Friday, August 11, 2006

Tomorrow Chip and I will have been married 11 years~ August 12, 1995. It was a wonderful day and time in our life. One of hope and optimism and the belief that anything in life was possible- simply because our hearts were joining as one.
As most of the world knows by now, I love weddings. It's been that way for a long time. My first set of stitches came when I dove under a table to get the small bouquet of flowers that my sister had tossed as we played, "Here Comes the Bride". I don't know what it is exactly; I think it's mostly about the details. I love seeing the "personality" of the couple and their tastes throughout the event. Maybe it's the colors and designs and the fact that almost everyone is always in a good mood. Maybe it's the flowers and decorations. Maybe it's about the cake...and sometimes on rare occasions, it's about the BUTTERCREAM.
Whatever it is, I have enjoyed looking through my own wedding photos and reliving the events of our day. We were married in the backyard of Chip's parents' home, by the pool, among the flowers. It was a casual, yet spiritual ceremony. It was a special occasion and one I would do again. I'd have a lot more ideas and opinions at this point in my life- just because I have lived and learned and fine-tuned my likes and wishes. I would probably wear the same dress, and even had it on yesterday and it still fits. Just thought I'd throw that in. It made me happy- in a really simple way. =)
The one thing I wouldn't change is my choice in marriage partners. The more years we mark together, the more I believe that I didn't totally "choose" Chip- but that God brought us together. We have seen each other at our best and worst...and I can honestly say that because of our love it is a beautiful thing either way.

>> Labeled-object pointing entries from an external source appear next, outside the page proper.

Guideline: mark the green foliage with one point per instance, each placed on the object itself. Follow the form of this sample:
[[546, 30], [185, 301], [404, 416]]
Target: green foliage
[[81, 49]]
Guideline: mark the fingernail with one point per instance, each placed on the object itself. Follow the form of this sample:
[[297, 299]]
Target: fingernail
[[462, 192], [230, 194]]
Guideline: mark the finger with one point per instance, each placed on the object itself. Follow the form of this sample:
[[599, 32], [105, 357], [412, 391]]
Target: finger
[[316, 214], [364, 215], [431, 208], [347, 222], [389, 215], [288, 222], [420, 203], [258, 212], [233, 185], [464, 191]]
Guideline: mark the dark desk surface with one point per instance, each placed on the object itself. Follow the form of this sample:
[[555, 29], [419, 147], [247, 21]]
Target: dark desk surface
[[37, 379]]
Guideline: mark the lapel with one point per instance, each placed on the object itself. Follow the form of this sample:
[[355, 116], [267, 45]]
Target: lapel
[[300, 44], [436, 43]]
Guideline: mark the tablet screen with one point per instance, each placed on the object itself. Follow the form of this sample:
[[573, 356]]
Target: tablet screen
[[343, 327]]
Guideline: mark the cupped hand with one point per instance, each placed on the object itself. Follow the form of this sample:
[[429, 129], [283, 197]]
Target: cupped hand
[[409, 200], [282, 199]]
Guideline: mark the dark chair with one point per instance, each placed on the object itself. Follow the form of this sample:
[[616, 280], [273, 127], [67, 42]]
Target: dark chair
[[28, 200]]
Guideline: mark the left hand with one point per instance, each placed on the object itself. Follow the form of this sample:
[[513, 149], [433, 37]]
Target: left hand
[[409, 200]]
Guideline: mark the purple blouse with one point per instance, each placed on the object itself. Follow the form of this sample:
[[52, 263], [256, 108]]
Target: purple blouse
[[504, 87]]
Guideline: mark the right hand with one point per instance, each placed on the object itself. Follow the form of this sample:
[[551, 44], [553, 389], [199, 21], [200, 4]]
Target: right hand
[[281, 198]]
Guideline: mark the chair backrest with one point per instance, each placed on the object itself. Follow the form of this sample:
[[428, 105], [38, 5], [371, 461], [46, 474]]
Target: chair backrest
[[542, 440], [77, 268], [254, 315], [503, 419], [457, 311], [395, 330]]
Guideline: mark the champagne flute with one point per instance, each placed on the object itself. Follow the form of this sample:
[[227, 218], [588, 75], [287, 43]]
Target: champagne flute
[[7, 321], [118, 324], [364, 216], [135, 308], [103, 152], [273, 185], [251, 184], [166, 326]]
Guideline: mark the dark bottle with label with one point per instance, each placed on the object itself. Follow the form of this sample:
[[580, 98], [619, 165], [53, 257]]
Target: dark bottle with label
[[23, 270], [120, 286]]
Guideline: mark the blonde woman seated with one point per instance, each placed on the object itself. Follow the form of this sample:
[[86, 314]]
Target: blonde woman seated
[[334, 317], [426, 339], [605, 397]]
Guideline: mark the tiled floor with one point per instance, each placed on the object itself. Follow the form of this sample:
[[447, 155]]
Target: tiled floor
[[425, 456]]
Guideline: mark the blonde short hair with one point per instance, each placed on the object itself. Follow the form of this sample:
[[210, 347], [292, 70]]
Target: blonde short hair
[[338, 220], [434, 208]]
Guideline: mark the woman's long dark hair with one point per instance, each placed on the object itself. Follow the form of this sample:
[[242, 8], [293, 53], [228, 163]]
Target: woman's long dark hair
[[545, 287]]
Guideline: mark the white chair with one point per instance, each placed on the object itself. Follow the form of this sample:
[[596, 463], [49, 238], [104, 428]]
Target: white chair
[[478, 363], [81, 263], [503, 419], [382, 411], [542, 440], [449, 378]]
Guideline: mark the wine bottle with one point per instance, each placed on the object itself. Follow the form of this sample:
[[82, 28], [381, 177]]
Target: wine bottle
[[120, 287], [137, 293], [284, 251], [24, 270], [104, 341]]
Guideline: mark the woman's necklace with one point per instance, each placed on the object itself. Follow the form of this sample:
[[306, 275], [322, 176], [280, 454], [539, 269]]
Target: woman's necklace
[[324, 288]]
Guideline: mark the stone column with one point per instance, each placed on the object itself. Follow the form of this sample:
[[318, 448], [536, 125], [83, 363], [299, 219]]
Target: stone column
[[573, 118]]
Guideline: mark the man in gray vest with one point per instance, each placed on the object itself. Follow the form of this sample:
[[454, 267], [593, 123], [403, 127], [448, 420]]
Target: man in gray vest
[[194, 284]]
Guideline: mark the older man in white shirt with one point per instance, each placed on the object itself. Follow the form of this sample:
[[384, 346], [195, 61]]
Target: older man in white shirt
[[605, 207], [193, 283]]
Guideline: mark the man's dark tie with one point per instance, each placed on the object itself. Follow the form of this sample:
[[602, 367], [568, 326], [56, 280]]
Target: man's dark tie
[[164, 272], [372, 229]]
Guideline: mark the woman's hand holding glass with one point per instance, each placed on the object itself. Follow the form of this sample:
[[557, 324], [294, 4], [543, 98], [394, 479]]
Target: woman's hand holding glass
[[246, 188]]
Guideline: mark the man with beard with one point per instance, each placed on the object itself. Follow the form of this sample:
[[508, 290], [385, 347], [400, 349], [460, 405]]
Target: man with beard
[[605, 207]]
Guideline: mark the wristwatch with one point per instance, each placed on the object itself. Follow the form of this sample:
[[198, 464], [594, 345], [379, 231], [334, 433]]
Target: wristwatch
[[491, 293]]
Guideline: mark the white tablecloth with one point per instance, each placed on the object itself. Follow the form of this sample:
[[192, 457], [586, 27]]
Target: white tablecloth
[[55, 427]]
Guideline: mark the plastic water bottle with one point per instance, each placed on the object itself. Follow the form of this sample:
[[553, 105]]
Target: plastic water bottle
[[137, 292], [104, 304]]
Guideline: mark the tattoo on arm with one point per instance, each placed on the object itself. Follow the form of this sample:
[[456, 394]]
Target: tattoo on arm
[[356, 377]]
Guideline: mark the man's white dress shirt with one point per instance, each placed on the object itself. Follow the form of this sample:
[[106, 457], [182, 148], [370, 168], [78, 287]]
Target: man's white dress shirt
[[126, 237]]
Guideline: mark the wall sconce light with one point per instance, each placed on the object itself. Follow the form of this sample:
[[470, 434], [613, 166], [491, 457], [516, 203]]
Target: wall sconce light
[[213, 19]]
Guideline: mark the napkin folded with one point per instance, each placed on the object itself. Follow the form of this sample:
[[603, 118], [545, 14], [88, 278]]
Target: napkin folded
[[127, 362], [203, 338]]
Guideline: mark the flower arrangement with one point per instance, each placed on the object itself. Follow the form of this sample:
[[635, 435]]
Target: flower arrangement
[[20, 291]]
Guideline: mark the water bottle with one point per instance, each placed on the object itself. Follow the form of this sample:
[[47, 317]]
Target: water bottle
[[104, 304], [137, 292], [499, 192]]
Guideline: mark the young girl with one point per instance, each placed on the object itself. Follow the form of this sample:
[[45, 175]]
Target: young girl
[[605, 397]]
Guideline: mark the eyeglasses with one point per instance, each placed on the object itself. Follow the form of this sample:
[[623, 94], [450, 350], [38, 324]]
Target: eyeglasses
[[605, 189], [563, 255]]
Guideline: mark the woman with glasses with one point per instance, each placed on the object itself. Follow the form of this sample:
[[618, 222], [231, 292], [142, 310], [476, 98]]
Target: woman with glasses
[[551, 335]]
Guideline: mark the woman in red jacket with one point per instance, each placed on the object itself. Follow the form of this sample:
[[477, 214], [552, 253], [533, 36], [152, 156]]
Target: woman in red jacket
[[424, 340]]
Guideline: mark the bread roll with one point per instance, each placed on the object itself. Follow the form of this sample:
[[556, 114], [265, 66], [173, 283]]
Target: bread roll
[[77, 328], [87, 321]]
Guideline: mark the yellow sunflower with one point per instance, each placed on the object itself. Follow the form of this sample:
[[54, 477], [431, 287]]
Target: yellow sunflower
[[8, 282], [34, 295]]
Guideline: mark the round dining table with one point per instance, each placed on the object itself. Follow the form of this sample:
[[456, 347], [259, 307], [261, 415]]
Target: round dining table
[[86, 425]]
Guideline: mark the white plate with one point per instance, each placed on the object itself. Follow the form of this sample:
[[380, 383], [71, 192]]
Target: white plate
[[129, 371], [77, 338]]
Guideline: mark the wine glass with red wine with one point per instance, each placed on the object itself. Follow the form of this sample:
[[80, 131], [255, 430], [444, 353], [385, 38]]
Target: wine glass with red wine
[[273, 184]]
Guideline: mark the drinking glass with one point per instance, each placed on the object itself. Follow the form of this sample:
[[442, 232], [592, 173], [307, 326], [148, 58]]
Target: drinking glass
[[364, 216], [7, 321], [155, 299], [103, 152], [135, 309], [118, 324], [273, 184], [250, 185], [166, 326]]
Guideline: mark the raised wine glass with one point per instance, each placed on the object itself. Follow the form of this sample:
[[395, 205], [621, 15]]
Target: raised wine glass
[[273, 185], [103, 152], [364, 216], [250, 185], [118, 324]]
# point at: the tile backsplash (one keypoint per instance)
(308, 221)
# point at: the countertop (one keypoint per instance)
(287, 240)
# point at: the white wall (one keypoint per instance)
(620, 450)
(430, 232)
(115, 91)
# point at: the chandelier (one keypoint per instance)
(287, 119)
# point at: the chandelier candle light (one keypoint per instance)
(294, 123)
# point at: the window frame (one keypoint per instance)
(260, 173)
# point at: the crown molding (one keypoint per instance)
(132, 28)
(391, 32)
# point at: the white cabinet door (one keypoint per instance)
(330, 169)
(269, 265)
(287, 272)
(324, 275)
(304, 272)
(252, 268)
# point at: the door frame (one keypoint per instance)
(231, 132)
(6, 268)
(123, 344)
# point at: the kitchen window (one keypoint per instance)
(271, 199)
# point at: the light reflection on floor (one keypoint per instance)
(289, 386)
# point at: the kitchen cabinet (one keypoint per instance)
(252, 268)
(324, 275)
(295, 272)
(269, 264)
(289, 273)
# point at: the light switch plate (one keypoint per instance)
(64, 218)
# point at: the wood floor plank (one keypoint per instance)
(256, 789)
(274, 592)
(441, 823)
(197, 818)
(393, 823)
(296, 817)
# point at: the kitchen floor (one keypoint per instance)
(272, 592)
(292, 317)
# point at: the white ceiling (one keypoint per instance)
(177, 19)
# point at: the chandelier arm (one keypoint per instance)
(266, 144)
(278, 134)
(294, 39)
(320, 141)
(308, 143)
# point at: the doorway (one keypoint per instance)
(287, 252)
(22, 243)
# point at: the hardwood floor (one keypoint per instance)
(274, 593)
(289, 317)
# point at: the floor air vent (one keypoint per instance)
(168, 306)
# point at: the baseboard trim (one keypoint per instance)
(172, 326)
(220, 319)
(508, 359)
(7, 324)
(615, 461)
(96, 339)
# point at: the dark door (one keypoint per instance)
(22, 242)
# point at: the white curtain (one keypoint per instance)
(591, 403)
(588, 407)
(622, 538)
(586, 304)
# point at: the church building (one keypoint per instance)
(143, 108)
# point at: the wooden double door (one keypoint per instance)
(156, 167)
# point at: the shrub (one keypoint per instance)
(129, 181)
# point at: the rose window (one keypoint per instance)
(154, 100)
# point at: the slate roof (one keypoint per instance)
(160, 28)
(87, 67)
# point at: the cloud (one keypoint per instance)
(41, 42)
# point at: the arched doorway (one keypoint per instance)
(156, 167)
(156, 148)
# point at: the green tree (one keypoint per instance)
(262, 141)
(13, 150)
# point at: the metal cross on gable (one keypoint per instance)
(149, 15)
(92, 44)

Love and marriage hasn't always been easy or a bed of roses for us. But I think that's what makes it more beautiful. I think that's what true love really is. Chip and I have had differences- different passions, different desires, different dreams. Yet, we have supported and encouraged and stood by one another in those differences. Those differences have helped shape who we have become as individuals- yet it is those same differences that has helped our love to deepen and grow.
To Chip- the greatest man in my life,
Happy wedding annivesary. I don't remember what the food tasted like at our reception. I don't remember caring that the rain was pouring down as we left our reception. However, I do remember thinking that nothing was impossible in life because we had each other. I know that God has been the one to give us strength and tolerance and devotion...and that He is all we've needed. No matter if it's good times or bad. I had no idea I could love you more than I did on our wedding day, and yet here we are, eleven years later. More in love, more in tune and more devoted to one another than ever. I wish for us more of that and look forward to seeing our love played out in reality- with great expectation. Yours forever. Sweetly~ Jody

5 comments:

Shawnna Samples said...

wow
Beautiful post
thanks for sharing

happy almost anniversary

Anonymous said...

Happy Anniversary Jody and Chip,
Thank you for the most touching email I have gotten in a long while. I have meant to write back to you, but this week has been full of ups and downs for me and I just haven't had the time to sit and do that. I have thought about you two and wondered if you have any pictures of Mom and Dad from your wedding day that you could email me? I remember you saying that two of the biggest hugs came from them.
Thinking of you tomorrow, please remember us in your prayers as we mark the one year without Mom.
Peace and love to you,
Jennifer

aimee said...
This comment has been removed by a blog administrator.
aimee said...

Happy Anniversary! I tried writing that and it totally messed up (hence, the deleted remark above)!
Have a sweet day!

Jenny said...

Happy Anniversary! May tomorrow mark the 11th of one hundred!!!!